As we continue to commercialize the Cocoon® Platform, we will expand our collaborations with leading research institutes and academic clinical centers, including Stanford University, Fred Hutchinson and Parker Institute.
Moving forward, we will maintain our focus on building additional capability and functionality into the platform to address unmet market needs, while ensuring system robustness and exceptional customer service. Our goal is to build an autologous cell therapy manufacturing capability focused on cancer and monogenic rare diseases while building further on Cocoon’s high market potential.
2021 marked the 20th anniversary of our Nucleofector® Technology and the launch of the next-generation 4D-Nucleofector® Platform. As molecular biology comes of age in medicine, our Nucleofector® technology is used increasingly to introduce DNA, RNA, proteins and other molecules such as CRISPR/Cas9 into cells for research and development of therapeutics. The device has been cited in more than 10,000 peer-reviewed publications since its introduction, clearly demonstrating its importance to researchers around the world. The next-generation 4D-Nucleofector® Platform brings user experience (UX) improvements that make the system even more intuitive and easy to use, firmly securing its place as a core method in cell-based research. Similar enhancements are planned for the high-throughput Nucleofection systems.
Throughout the year, we leveraged our expertise to develop new products that support the cell and gene space. We expanded our offering with high-quality cryopreserved Leukopaks, which allow for more flexibility in immunology and cell therapy research.
Bioscience testing products have also supported the safe release of COVID-19 vaccines, resulting in increased sales as many companies scaled up manufacturing.
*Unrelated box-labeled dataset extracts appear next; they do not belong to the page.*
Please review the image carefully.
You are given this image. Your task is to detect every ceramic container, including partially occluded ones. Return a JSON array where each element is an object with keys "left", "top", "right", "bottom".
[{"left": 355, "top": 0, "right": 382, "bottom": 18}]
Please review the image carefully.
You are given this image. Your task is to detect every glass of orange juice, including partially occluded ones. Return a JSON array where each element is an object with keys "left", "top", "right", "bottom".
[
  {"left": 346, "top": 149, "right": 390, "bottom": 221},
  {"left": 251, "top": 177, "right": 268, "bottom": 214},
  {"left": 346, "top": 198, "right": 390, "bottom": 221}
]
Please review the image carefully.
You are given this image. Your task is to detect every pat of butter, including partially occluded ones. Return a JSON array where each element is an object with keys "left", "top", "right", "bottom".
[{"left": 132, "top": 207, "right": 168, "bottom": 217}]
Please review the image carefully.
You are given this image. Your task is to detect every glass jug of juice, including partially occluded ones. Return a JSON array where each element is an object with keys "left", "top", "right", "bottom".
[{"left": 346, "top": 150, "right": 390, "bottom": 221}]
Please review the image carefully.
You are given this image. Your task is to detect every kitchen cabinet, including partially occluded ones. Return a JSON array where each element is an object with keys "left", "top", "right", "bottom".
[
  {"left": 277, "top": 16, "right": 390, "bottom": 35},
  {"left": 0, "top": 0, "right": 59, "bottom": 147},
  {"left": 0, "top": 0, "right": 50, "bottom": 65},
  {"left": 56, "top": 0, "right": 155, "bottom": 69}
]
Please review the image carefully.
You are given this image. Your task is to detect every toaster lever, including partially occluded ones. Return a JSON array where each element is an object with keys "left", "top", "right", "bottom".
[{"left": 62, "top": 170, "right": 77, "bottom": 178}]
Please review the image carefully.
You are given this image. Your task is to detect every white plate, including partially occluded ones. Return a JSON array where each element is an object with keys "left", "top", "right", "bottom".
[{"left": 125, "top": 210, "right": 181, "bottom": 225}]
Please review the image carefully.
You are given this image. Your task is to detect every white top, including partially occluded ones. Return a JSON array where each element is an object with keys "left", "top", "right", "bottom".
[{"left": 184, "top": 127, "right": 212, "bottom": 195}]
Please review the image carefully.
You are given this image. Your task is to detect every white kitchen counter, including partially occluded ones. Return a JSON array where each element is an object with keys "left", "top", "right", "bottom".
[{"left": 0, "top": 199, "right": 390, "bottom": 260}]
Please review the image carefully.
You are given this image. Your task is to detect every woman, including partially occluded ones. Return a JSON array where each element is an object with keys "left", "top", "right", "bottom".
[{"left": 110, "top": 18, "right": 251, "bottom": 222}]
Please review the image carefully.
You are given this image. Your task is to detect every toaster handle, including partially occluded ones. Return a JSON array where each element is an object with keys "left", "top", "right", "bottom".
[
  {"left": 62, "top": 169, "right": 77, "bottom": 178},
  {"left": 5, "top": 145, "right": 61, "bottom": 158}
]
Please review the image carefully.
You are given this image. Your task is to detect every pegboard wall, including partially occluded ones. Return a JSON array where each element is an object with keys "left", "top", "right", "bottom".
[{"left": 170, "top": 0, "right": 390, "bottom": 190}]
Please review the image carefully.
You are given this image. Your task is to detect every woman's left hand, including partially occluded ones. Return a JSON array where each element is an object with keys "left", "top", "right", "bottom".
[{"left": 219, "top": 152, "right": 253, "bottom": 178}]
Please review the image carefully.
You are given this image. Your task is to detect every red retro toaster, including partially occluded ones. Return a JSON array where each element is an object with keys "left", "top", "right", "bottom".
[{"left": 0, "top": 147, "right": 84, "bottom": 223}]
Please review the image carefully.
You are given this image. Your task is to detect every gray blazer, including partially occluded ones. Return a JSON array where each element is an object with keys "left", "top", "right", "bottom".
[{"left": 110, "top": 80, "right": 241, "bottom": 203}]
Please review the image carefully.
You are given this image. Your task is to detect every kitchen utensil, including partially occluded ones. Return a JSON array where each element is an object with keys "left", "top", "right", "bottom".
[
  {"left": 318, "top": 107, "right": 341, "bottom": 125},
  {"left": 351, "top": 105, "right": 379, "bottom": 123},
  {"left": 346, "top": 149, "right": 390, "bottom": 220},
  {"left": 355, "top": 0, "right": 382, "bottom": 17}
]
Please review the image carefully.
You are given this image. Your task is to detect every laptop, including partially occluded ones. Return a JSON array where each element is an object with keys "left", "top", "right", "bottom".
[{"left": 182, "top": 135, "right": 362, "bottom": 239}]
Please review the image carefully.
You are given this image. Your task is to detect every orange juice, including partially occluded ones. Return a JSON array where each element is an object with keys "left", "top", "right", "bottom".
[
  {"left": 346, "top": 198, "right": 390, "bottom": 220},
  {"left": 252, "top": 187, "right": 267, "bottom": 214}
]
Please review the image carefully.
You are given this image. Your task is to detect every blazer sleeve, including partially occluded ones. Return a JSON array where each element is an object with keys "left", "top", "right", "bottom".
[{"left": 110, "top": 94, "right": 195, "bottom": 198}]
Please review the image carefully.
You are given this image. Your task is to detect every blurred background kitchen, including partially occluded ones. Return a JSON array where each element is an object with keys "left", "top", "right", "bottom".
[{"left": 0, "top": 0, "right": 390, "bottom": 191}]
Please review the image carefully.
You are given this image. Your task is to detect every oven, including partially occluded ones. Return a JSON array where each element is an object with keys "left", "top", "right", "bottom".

Disruption caused by the pandemic focused efforts and investment on digital transformation projects, with increased interest in the implementation of electronic batch records and opportunities for our MODA-ES® Platform.
The pandemic has also raised awareness of the need for sustainable endotoxin testing. We have expanded our PyroTec® PRO Automated Robotic Solution for endotoxin testing to include options for rFC (a synthetic alternative to horseshoe crab-derived LAL tests). Through process optimization and automation of routine manual tasks, the PyroTec® PRO Automated Robotic Solution enables users to streamline and improve the performance of the QC laboratory, increasing lab efficiency and productivity.
Cell therapies, particularly patient specific (autologous) gene modified cell therapies, continue to flourish. The recent commercial approvals of gene modified cell therapies have shown incredible promise for the treatment of numerous oncological indications. However, the cost of these therapies will need to reduce significantly if this treatment paradigm is going to be competitive in the long term. Other biologics, or allogenic derived cell therapies, are possible alternative treatment options that have shown promise in early clinical trials and can potentially be provided at a much lower cost.